The Sun is howling this morning.

With a characteristic flourish of hyperbole, twisted logic and demi-truth the Sun proclaims that

“Yesterday was a dark day for British freedom.”

Their sister ShagRag, the News of the World has just been ordered to pay £60,000 in damages and £200,000 in costs to Max Mosley. That was a lot more than their legal boss, Tom Crone had bargained for and everyone in Wapping is feeling jumpy.

They say: “A judge representing power and privilege laid down the law on what newspapers can write about powerful and privileged public figures.”

In fact a judge interpreting the law ruled that to promise to pay a woman £25,000 to film events in a private dwelling in which a number of consenting and willing adults were engaged in unconventional sex constituted a clear breach of privacy, and awarded accordingly.

Would Ms Rebekah Wade feel comfortable if I sent round a covert crew to film her and her current beau engaged in, say, fellatio? Probably not, but then, by her standards, she couldn’t object if I put it up on this site, so that the public could see in graphic detail what the editor of a major selling national newspaper did in private in her spare time.

But the law as interpreted by Mr Justice Eady, maintains that an individual has “a reasonable expectation of privacy in relation to sexual activities (albeit unconventional) carried on between consenting adults on private property.”

It is not in any way implicit that only the powerful and privileged have this right. But naturally, newspapers like the Sun are only concerned with the sex lives of “celebrities”, many of whom could be described as powerful and privileged (whatever they mean by that), so it is only they who need to seek protection from the courts against invasion of their privacy by the Sun and the Screws.

The Sun’s contention that British Freedom has been affected one jot by yesterday’s ruling is quite untenable.

Astonishingly, other more serious (more intelligent) journalists have squealed the same, though why they should want to support their fellow red top hacks beats me – unless it’s a manifestation of the old journalistic freemasonry that binds them together.

The simple truth is that the freedom for journalists to report genuine news is as much intact as it has ever been. “Public Interest” is a clear defence for offences involving any kind of privacy invasion.

Tom Crone (is his job on the line?) desperately declared outside the court that because umpteen million people had voted for Max Mosley to remain President of the FIA (which of course isn’t true – representatives of a handful or organisations voted), they have the right to know about his sex life, and he feigned a Victorian primness over what he described as the depravity of it – like the Marquis of Queensberry wanting to horse-whip Oscar Wilde on the steps of his club for being a ‘Sodomite’.

If Max Mosley had been engaged in a whipping session with say, Osama Bin Laden’s daughter, or Pol Pot’s niece or Mr Putin’s personal dominatrix, or if the girls were underage and had been brought in by a human trafficking organisation, a public interest defence would, of course, have been justified.

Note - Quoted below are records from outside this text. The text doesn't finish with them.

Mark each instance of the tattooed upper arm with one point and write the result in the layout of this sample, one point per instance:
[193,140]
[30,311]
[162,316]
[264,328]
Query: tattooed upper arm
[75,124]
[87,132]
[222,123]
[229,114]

In fact, the Sun should be crowing (and perhaps they are in the privacy of Fortress Wapping) because somehow they managed to persuade the judge that they didn’t make up the Nazi element of the story, (they would have been hit with punitive damages if he’d believed they did invent it), when the story had all the hallmarks of a Neville “Onan the Barbarian” Thurlbeck piece of prurient fiction. Thurlbeck’s an old gland at spotting a juicy spin to a story, and when his informant came to him with news of the planned session, his lightening mind quickly made the connection: Mosley=Nazi. It was clear to all of us listening to his stumbling, contradictory evidence in court that he’d set up his informant, the dominatrix known as Woman E, to extract what Nazi elements she could, and diddled her out of half the money when she didn’t deliver.

You could conclude that

“A judge representing power and privilege saved the powerful and privileged Rupert Murdoch at least a million quid.”